Blog

Mar 1, 2020

Helical quantum Hall phase in graphene on strontium titanate

Posted by in categories: particle physics, quantum physics

Materials that exhibit topological phases can be classified by their dimensionality, symmetries and topological invariants to form conductive-edge states with peculiar transport and spin properties. For example, the quantum Hall effect can arise in two-dimensional (2-D) electron systems subjected to a perpendicular magnetic field. When distinct characteristics of quantum Hall systems are compared with time-reversal symmetric (entropy conserved) topological insulators (TIs), they appear to rely on Coulomb interactions between electrons to induce a wealth of strongly correlated, topologically or symmetry-projected phases in a variety of experimental systems.

In a new report now on Science, Louis Veyrat and a research team in materials science, and optoelectronics in France, China and Japan tuned the ground state of the graphene zeroth Landau level i.e. orbitals occupied by charged particles with discrete energy values. Using suitable screening of the Coulomb interaction with the high dielectric constant of a strontium titanate (SrTiO3) substrate, they observed robust helical edge transport at magnetic fields as low as 1 Tesla, withstanding temperatures of up to 110 kelvin across micron-long distances. These versatile graphene platforms will have applications in spintronics and topological quantum computation.

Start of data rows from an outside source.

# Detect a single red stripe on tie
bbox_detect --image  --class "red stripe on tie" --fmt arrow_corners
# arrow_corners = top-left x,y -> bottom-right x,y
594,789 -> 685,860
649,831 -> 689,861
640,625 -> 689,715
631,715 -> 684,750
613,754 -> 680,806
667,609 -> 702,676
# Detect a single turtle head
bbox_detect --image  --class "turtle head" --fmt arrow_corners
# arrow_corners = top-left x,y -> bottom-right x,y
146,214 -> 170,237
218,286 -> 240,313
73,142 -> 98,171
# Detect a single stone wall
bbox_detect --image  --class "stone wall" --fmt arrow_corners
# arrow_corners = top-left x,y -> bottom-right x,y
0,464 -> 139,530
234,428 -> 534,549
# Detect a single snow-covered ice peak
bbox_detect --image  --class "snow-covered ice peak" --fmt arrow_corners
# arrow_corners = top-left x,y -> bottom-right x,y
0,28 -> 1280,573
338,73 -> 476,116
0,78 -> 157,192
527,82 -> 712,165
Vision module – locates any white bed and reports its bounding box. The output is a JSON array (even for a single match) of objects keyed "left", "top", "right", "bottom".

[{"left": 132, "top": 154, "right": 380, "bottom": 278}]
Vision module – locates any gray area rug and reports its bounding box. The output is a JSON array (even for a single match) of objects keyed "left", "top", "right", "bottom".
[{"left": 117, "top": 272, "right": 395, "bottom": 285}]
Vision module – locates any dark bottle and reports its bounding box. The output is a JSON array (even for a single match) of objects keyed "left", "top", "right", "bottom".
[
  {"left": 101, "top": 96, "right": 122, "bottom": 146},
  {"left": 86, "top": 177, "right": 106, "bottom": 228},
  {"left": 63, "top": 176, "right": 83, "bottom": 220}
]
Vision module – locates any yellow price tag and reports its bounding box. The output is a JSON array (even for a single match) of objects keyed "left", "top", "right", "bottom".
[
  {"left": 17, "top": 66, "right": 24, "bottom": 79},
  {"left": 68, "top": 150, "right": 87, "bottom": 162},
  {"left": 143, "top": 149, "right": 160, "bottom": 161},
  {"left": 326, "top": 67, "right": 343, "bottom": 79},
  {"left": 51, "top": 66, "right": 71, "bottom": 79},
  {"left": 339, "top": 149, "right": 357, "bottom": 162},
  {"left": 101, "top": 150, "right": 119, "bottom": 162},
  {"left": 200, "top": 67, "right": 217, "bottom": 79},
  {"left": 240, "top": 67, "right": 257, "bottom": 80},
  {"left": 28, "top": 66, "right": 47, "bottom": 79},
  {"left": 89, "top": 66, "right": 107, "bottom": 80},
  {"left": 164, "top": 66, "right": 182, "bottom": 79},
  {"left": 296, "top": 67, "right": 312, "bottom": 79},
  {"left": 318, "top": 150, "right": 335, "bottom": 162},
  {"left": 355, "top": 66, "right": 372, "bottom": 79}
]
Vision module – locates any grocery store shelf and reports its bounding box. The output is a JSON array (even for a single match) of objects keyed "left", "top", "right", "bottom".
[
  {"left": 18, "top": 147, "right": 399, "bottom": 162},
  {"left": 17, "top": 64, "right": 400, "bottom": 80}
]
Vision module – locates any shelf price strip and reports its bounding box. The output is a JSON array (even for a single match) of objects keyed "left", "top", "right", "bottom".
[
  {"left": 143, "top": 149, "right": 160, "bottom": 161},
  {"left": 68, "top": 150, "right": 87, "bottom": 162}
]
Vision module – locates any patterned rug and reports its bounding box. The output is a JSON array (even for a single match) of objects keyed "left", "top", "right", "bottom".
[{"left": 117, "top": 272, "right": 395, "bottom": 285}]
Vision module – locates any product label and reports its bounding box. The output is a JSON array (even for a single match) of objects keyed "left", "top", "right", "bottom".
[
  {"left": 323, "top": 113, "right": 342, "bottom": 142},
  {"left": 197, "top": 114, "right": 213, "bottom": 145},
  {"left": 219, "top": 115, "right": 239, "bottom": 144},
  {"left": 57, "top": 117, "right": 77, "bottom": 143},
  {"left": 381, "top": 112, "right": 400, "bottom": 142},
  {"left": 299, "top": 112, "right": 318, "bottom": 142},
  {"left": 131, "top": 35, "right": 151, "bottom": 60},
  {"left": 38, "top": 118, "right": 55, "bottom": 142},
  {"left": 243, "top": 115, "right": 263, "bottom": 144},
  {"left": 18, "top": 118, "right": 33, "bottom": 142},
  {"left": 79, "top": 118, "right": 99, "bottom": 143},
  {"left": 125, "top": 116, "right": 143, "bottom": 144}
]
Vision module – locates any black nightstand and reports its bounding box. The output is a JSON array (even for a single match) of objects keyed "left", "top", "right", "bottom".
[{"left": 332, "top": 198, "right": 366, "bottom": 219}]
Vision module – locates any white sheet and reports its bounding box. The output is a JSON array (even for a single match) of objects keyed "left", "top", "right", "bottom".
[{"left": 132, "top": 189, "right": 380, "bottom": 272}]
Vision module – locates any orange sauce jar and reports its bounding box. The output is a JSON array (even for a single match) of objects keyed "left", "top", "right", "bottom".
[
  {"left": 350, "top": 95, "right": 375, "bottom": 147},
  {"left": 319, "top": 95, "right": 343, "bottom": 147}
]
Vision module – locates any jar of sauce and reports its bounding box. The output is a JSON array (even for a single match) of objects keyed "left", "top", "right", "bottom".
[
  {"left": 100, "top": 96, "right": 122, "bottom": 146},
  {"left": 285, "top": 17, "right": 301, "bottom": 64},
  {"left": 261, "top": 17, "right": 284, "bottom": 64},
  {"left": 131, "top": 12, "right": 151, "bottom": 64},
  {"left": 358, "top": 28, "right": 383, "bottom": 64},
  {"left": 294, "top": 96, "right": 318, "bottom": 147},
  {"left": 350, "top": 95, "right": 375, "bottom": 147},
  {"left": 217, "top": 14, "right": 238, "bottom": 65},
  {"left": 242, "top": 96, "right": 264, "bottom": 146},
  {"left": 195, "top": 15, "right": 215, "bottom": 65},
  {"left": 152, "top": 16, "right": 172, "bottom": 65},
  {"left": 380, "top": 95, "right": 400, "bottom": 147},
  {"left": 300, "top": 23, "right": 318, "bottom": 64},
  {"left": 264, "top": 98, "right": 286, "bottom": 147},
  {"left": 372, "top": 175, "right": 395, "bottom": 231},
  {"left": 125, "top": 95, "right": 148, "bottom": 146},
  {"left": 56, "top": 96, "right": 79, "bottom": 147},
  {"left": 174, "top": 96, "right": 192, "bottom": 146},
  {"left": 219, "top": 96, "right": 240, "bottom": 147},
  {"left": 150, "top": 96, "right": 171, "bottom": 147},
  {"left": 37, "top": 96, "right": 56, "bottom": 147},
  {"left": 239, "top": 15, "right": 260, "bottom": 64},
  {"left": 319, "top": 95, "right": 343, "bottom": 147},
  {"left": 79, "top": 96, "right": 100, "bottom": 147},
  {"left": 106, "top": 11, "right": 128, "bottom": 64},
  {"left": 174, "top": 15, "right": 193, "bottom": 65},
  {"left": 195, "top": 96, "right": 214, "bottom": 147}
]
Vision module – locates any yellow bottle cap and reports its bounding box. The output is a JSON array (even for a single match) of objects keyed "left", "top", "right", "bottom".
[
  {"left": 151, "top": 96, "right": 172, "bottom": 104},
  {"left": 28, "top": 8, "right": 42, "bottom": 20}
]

Topological insulators (TIs), i.e., a material that behaves as an insulator in its interior but retains a conducting surface state, with zero Chern number have emerged as quantum Hall (QHTIs) arising from many-body interacting Landau levels. They can be pictured as two independent copies of quantum Hall systems with opposite chirality, but the experimental system is at odds with the described scenario, where a strong insulating state is observed on increasing the perpendicular in charge-neutral, high-mobility graphene devices.